Retrieve flag with emulation
Let’s open unpacked_garbage.exe
with radare2, analyze it and print the dissassembly of its main function.
$ radare2 unpacked_garbage.exe
[0x00401473]> aaa
[x] Analyze all flags starting with sym. and entry0 (aa)
[x] Analyze function calls (aac)
[x] Analyze len bytes of instructions for references (aar)
[x] Check for vtables
[x] Type matching analysis for all functions (aaft)
[x] Propagate noreturn information
[x] Use -AA or aaaa to perform additional experimental analysis.
[0x00401473]> s main
[0x0040106b]> pdf
; CALL XREF from entry0 @ 0x4013e6
┌ 432: int main (int argc, char **argv, char **envp);
│ ; var LPDWORD lpNumberOfBytesWritten @ ebp-0x13c
│ ; var LPCSTR lpFileName @ ebp-0x138
--snip--
│ 0x00401084 mov esi, str.nPTnaGLkIqdcQwvieFQKGcTGOTbfMjDNmvibfBDdFBhoPaBbtfQuuGWYomtqTFqvBSKdUMmciqKSGZaosWCSoZlcIlyQpOwkcAgw ; 0x4119f8 ; "nPTnaGLkIqdcQwvieFQKGcTGOTbfMjDNmvibfBDdFBhoPaBbtfQuuGWYomtqTFqvBSKdUMmciqKSGZaosWCSoZlcIlyQpOwkcAgw "
--snip--
│ 0x004010b3 mov esi, str.KglPFOsQDxBPXmclOpmsdLDEPMRWbMDzwhDGOyqAkVMRvnBeIkpZIhFznwVylfjrkqprBPAdPuaiVoVugQAlyOQQtxBNsTdPZgDH ; 0x411a60 ; "KglPFOsQDxBPXmclOpmsdLDEPMRWbMDzwhDGOyqAkVMRvnBeIkpZIhFznwVylfjrkqprBPAdPuaiVoVugQAlyOQQtxBNsTdPZgDH "
--snip--
│ 0x00401150 push ebx ; HANDLE hTemplateFile
│ 0x00401151 push 0x80 ; 128 ; DWORD dwFlagsAndAttributes
│ 0x00401156 push 2 ; 2 ; DWORD dwCreationDisposition
│ 0x00401158 push ebx ; LPSECURITY_ATTRIBUTES lpSecurityAttributes
│ 0x00401159 push 2 ; 2 ; DWORD dwShareMode
│ 0x0040115b push 0x40000000 ; DWORD dwDesiredAccess
│ 0x00401160 push dword [lpFileName] ; LPCSTR lpFileName
│ 0x00401166 call dword [sym.imp._CreateFileA] ; 0x40d00c ; HANDLE CreateFileA(LPCSTR lpFileName, DWORD dwDesiredAccess, DWORD dwShareMode, LPSECURITY_ATTRIBUTES lpSecurityAttributes, DWORD dwCreationDisposition, DWORD dwFlagsAndAttributes, HANDLE hTemplateFile)
│ 0x0040116c lea ecx, [lpFileName]
--snip--
│ │ 0x0040119d push ebx ; LPOVERLAPPED lpOverlapped
│ │ 0x0040119e lea eax, [lpNumberOfBytesWritten]
│ │ 0x004011a4 push eax ; LPDWORD lpNumberOfBytesWritten
│ │ 0x004011a5 push 0x3d ; '=' ; 61 ; DWORD nNumberOfBytesToWrite
│ │ 0x004011a7 push dword [lpFileName] ; LPCVOID lpBuffer
│ │ 0x004011ad push esi ; HANDLE hFile
│ │ 0x004011ae call dword [sym.imp._WriteFile] ; 0x40d004 ; BOOL WriteFile(HANDLE hFile, LPCVOID lpBuffer, DWORD nNumberOfBytesToWrite, LPDWORD lpNumberOfBytesWritten, LPOVERLAPPED lpOverlapped)
--snip--
Notice how there are a couple of suspicous strings being loaded. After that, we reach a call into CreateFile
at 0x00401166
followed by another call into WriteFile
at 0x004011ae
. Thus, we will emulate the code of the main function to retrieve the parameters being passed into those two function calls.

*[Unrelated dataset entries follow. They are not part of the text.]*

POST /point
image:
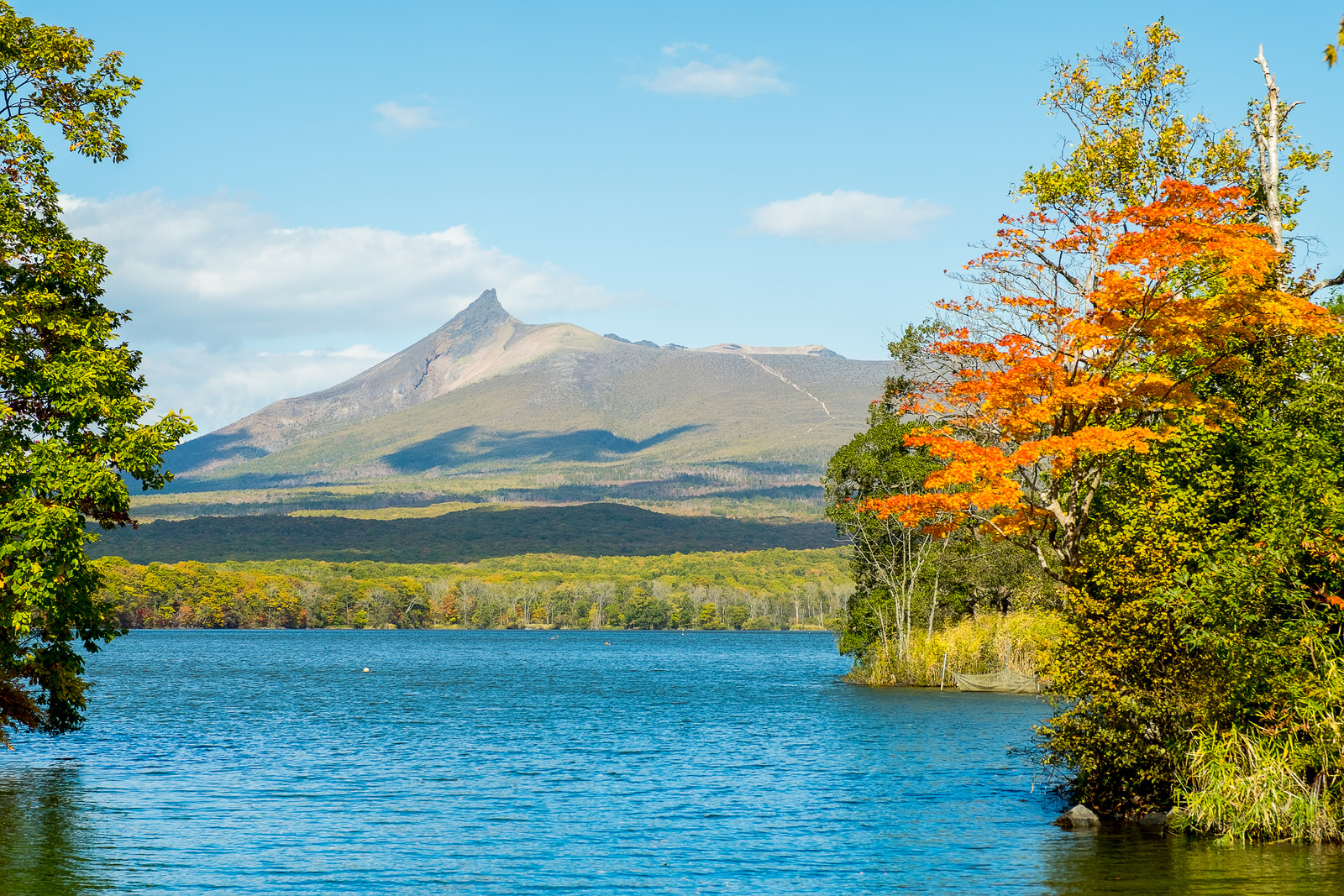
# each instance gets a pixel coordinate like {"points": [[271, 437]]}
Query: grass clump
{"points": [[980, 644], [1252, 786]]}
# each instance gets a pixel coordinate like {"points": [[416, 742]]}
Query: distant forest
{"points": [[588, 530], [763, 590]]}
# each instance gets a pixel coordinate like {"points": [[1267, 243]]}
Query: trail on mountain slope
{"points": [[788, 382]]}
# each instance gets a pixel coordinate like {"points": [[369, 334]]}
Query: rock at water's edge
{"points": [[1155, 819], [1077, 817]]}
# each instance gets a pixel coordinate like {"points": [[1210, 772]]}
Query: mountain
{"points": [[488, 406]]}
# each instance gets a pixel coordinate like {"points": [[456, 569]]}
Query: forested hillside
{"points": [[589, 530], [756, 590]]}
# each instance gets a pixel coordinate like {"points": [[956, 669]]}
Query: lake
{"points": [[559, 762]]}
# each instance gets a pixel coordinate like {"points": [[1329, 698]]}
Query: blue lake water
{"points": [[539, 762]]}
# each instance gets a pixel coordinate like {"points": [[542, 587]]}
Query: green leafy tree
{"points": [[71, 396]]}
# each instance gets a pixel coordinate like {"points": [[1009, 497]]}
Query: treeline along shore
{"points": [[759, 590], [589, 530]]}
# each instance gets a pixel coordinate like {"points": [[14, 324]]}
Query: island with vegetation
{"points": [[1121, 456]]}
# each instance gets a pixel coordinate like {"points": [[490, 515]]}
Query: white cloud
{"points": [[212, 270], [396, 118], [846, 217], [725, 76], [233, 312], [218, 385]]}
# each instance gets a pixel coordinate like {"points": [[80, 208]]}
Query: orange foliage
{"points": [[1050, 383]]}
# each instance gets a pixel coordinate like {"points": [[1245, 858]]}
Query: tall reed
{"points": [[983, 644], [1247, 786]]}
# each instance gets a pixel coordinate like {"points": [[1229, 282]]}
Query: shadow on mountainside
{"points": [[588, 530], [470, 445]]}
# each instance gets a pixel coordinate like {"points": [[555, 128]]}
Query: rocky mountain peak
{"points": [[483, 316]]}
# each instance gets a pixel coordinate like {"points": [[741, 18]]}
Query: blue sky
{"points": [[315, 186]]}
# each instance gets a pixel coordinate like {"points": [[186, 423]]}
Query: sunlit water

First, we initialize the ESIL emulation engine along its virtual memory with aeim
. Then we step until the offset where CreateFile
gets called with aesu 0x00401166
. Now we show the contents of the local variables at this precise moment with afvd
.
[0x0040106b]> aeim
[0x0040106b]> aesu 0x00401166
[0x00401150]> afvd
--snip--
var lpFileName = 0x00177ec4 = 0x00177ec4 -> 0x00177fe4 "sink_the_tanker.vbs"
--snip--
We observe a reference to the file sink_the_tanker.vbs
, which looks like would be the name of the file being created if we actually fixed and executed the unpacked binary.
As we are not interested in getting into the mess of actually emulating the CreateFile
function, we can just skip it changing the instruction pointer eip
to the offset that comes after the function call. Then, we proceed to emulate until the call into WriteFile
and show the contents of the local variables again.

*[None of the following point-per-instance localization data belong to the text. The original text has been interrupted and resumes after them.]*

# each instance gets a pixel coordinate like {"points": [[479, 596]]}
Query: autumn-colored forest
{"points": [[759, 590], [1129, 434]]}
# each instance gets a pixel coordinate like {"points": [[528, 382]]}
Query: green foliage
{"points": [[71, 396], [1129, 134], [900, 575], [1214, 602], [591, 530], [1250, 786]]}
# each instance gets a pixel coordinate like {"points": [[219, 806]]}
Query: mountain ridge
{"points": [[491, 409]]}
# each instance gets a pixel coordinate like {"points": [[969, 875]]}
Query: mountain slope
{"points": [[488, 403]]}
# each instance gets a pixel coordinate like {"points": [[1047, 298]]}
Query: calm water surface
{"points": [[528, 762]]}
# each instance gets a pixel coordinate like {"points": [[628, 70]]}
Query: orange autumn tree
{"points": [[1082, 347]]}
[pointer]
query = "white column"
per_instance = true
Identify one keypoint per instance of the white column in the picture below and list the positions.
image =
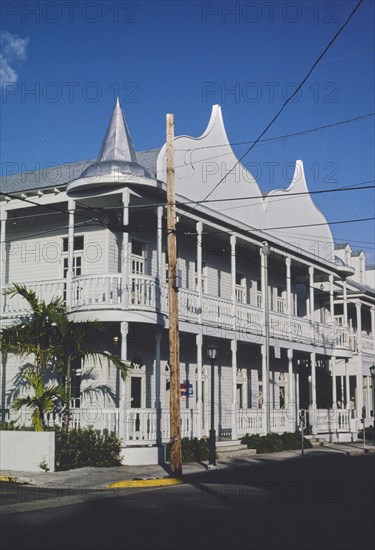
(359, 378)
(291, 399)
(233, 346)
(158, 385)
(311, 293)
(312, 411)
(69, 275)
(233, 273)
(368, 396)
(264, 251)
(347, 383)
(199, 229)
(159, 244)
(331, 304)
(126, 252)
(373, 327)
(3, 254)
(265, 385)
(199, 343)
(313, 379)
(290, 376)
(124, 405)
(288, 263)
(345, 302)
(334, 390)
(358, 310)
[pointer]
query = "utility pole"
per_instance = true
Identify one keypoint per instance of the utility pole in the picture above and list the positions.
(174, 341)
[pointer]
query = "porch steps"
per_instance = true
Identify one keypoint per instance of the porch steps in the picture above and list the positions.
(316, 441)
(232, 449)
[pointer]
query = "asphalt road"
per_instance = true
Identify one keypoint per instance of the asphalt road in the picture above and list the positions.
(324, 503)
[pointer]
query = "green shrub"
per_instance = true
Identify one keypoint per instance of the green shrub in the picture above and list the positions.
(369, 433)
(193, 450)
(272, 443)
(86, 447)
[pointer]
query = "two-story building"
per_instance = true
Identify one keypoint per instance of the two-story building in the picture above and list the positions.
(251, 280)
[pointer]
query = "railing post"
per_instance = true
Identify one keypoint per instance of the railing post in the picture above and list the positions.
(125, 252)
(234, 388)
(69, 275)
(3, 253)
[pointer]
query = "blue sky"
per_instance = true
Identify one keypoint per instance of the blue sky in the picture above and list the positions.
(64, 63)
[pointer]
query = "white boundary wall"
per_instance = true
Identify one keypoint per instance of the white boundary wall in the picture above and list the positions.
(25, 451)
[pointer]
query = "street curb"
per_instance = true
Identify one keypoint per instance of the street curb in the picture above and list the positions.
(15, 479)
(131, 483)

[0x00401150]> aer eip=0x0040116c
[0x00401150]> aesu 0x004011ae
[0x0040119d]> afvd
--snip--
var lpFileName = 0x00177ec4 = 0x00177ec4 -> 0x00177fa4 "MsgBox("Congrats! Your key is: [email protected]")"
--snip--
We get a reference to a string containing an MsgBox
function, presumably to be written into the previous sink_the_tanker.vbs
file. Even better, the message inside this MsgBox contains our flag. Awesome!
Thus, we obtained the flag [email protected]
and successfully finished this challenge!